Latinos — Republicans and Democrats — had expressed worry that Trump doesn't fully understand how big an impact pardoning Arpaio will have.
"It seems as though conservatives say, 'Rule of law for me, but not for you. Opportunity for us, but not for you. Amnesty for Arpaio, but not for the hard-working,'" Artemio Muniz, chair of the Texas Federation of Hispanic Republicans, told BuzzFeed News this week.
Arpaio’s conviction, as well as his election loss in 2016, marked a huge win for Latino and immigrant activists in Maricopa County who had campaigned to oust him for years.
But the sheriff had also worked to establish a close relationship with Trump after endorsing him in January 2016 — something the Republican candidate frequently referenced on the campaign trail. Arpaio appeared at Trump rallies and also spoke at the Republican National Convention.
"I mean, he knows borders, right? Amazing guy.

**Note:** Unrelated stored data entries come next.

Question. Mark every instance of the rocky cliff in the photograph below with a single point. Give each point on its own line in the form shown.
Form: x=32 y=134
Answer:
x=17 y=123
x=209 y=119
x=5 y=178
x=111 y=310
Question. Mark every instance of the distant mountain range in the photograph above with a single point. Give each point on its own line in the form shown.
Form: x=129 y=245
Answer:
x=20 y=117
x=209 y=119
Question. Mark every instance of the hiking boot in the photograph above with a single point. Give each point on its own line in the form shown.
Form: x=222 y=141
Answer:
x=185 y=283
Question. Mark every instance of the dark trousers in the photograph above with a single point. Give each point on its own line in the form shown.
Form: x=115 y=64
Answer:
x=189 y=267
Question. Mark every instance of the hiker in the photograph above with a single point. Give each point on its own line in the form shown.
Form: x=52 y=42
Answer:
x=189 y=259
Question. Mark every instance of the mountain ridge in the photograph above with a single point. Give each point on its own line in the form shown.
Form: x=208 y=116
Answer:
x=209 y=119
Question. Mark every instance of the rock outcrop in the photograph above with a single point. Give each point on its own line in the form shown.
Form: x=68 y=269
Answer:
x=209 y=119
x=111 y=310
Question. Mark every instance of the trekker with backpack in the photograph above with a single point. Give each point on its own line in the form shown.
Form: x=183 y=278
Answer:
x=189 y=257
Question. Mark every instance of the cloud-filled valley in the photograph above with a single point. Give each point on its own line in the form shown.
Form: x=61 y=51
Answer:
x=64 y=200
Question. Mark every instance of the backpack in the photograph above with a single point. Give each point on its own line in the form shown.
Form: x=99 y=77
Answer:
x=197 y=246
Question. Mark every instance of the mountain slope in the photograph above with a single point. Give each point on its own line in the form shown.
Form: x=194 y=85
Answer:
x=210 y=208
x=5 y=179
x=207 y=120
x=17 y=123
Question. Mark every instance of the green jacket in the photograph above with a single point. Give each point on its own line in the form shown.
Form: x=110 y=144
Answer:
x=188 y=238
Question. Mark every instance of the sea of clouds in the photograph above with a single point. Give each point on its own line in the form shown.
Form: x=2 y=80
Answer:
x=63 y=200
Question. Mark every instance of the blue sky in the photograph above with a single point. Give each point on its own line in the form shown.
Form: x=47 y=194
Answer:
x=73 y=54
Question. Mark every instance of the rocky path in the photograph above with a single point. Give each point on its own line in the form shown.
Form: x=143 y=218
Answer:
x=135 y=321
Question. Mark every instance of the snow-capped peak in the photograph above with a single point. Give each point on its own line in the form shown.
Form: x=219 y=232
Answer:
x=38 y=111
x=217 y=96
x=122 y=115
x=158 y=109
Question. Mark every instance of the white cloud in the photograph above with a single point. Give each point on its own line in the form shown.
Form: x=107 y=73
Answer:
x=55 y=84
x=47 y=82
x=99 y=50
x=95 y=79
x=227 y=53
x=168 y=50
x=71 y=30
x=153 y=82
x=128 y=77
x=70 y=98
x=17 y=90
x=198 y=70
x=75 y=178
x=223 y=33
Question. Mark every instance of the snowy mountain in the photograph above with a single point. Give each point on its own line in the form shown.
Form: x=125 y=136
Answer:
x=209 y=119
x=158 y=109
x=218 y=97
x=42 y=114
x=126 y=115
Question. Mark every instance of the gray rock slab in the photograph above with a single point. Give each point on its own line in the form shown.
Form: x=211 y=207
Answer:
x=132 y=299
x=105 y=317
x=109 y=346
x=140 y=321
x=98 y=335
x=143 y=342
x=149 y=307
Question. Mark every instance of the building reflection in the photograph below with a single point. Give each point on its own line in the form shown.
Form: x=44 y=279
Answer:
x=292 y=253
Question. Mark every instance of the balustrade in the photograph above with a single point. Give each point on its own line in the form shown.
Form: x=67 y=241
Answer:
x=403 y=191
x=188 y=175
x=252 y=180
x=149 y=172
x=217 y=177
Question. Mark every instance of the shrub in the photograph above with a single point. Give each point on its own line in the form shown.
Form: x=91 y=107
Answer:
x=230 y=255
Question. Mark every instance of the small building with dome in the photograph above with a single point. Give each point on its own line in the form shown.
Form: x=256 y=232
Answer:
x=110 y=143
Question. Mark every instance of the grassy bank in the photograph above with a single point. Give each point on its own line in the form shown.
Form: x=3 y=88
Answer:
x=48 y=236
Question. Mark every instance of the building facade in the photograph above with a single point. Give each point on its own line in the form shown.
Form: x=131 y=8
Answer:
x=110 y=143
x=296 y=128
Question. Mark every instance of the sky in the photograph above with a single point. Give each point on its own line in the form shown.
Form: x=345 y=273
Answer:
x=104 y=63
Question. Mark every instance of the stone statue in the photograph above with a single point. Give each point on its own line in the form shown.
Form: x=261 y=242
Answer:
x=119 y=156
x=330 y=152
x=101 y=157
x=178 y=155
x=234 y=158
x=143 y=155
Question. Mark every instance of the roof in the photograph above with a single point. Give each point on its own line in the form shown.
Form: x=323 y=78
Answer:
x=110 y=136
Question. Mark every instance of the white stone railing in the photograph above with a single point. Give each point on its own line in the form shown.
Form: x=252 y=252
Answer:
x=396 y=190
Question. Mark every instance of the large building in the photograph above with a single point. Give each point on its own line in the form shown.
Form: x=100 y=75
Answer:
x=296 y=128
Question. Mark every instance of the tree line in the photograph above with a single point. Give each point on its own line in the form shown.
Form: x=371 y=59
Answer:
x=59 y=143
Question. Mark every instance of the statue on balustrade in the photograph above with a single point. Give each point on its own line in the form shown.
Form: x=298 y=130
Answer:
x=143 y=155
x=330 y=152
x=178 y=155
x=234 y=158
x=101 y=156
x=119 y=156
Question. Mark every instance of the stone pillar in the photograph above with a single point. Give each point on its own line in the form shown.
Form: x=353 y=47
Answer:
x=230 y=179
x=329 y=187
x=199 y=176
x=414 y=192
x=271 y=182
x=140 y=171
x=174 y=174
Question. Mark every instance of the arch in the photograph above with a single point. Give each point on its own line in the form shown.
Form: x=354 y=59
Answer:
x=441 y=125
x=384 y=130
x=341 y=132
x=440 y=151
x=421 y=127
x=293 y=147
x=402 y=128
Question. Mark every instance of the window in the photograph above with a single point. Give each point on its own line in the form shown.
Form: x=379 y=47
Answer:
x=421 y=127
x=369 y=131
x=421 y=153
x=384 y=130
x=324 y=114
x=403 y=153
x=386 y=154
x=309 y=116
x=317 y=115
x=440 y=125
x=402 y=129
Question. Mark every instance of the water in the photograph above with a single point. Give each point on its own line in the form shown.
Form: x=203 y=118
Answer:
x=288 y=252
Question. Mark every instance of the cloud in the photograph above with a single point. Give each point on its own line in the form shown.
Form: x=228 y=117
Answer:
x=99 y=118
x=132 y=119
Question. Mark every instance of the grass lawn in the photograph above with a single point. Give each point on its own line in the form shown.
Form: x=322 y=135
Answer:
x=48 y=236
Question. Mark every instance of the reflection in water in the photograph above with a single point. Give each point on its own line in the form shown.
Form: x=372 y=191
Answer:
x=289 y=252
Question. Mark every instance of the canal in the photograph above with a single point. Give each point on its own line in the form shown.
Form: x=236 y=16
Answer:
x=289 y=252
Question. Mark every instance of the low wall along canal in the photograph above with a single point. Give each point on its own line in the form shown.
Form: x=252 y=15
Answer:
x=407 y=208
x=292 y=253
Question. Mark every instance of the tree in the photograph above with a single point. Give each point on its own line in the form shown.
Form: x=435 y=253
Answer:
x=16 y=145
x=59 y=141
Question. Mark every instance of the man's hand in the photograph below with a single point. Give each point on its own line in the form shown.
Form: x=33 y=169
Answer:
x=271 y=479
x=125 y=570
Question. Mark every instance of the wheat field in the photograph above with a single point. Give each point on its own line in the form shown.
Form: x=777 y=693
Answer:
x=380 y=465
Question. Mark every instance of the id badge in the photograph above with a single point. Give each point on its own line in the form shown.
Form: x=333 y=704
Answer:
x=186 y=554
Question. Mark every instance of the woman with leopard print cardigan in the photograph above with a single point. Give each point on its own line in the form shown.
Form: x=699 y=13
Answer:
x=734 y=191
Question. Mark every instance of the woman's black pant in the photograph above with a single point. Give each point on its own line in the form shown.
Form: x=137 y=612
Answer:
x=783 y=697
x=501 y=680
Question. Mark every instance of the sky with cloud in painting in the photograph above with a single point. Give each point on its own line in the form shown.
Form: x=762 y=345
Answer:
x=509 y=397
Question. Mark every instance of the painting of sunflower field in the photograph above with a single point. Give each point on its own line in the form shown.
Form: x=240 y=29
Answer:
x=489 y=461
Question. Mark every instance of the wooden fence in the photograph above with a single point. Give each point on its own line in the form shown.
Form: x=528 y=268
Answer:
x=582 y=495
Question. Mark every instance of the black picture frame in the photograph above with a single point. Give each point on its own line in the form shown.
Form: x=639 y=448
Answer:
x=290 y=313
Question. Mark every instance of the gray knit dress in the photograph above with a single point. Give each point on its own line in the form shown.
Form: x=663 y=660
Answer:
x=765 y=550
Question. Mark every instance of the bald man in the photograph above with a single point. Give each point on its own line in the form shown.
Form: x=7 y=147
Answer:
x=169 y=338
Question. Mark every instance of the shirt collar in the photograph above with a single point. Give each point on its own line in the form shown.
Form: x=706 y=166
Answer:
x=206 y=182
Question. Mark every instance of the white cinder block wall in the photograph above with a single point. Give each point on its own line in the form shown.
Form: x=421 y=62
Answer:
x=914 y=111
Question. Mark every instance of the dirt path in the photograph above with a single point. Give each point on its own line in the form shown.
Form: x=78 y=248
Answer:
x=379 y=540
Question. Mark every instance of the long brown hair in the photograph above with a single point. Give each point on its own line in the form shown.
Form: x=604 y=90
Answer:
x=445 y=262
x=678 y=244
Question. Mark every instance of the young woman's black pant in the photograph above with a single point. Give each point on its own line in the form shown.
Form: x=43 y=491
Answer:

Tough guy, but he's an amazing guy," Trump said of Arpaio in July 2016. "He's actually a quality person. He's a tough guy, but he's a quality person. He gets the job done. Amazing."
In August, speaking to Fox Business, Arpaio said he "really appreciate[s] the President’s nice comments and support" and claimed that his conviction was "strictly a political hit."
Like Trump, Arpaio spent years peddling the conspiracy theory that former President Obama was not born in the US.
In a statement, the current sheriff who unseated Arpaio, Paul Penzone, said that despite Trump's actions, the voters had spoken.
“The court made its decision, the president made his, but the people had the final say in November."
Zoe Tillman and Lissandra Villa contributed reporting.